JSON being one the most widely used text based encoding format, thus most of the data transfer today are primarily done using Json. Thus it is very important to understand the process to load and denormalize Json for further analysis.

How ever is the complexity of the Json it will the following import would be required in any case.

from pyspark.sql.types import StructType, StructField, ArrayType, StringType, LongType, IntegerType, DoubleType
from pyspark.sql.functions import col, expr, explode

Use case 1

Our first use case is a simple flat Json.

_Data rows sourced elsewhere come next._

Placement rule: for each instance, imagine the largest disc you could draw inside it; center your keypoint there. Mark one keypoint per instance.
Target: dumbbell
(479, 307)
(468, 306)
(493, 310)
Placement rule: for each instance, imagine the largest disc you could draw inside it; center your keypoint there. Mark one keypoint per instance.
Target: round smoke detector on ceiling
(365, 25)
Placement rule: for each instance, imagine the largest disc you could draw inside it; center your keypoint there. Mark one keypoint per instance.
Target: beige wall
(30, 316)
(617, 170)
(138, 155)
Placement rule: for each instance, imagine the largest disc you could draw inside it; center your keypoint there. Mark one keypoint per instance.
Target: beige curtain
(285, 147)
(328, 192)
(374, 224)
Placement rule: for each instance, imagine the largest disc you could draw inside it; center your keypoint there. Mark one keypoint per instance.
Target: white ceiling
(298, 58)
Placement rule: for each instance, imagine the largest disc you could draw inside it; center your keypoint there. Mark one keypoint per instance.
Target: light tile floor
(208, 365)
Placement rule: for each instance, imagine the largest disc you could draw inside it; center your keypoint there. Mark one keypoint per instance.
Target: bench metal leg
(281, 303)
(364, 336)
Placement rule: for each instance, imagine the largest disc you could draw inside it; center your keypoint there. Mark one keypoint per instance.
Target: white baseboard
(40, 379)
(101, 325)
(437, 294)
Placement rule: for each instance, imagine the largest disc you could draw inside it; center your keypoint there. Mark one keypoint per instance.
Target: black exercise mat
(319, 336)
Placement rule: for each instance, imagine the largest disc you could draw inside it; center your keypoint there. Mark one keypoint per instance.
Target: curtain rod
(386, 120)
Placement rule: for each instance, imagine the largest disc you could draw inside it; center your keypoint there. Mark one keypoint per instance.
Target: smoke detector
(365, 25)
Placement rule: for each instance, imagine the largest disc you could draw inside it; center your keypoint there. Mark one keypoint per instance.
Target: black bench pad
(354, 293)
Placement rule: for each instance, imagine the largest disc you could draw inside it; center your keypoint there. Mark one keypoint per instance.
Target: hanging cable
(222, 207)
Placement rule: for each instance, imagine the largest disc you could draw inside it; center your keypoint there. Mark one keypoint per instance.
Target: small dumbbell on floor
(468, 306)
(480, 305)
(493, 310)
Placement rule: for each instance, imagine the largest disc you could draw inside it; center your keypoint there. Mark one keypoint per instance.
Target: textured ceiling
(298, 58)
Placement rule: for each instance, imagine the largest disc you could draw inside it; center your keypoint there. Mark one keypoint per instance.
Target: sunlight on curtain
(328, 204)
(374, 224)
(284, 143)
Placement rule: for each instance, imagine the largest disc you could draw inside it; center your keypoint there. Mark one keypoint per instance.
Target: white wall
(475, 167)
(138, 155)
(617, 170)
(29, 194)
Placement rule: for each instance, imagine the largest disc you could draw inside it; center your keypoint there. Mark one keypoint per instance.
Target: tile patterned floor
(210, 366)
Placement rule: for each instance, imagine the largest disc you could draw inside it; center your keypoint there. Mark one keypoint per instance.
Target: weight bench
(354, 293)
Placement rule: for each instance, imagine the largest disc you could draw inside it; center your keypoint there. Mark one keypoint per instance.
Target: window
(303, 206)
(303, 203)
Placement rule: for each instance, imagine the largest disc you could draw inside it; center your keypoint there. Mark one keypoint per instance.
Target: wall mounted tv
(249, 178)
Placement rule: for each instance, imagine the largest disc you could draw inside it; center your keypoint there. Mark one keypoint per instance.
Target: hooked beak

(venv) apple@apples-MacBook-Air data % cat data1.json 
{ "id": 1, "name": "Sankar", "city": "kolkata", "country": "india" }
{ "id": 1, "name": "Kun", "city": "tiangen" }
{ "id": 3, "name": "Jade", "city": "berut", "country": "lebanon" }
{ "id": 4, "name": "Xun", "country": "china" } 

Let's define the schema and try to load the data.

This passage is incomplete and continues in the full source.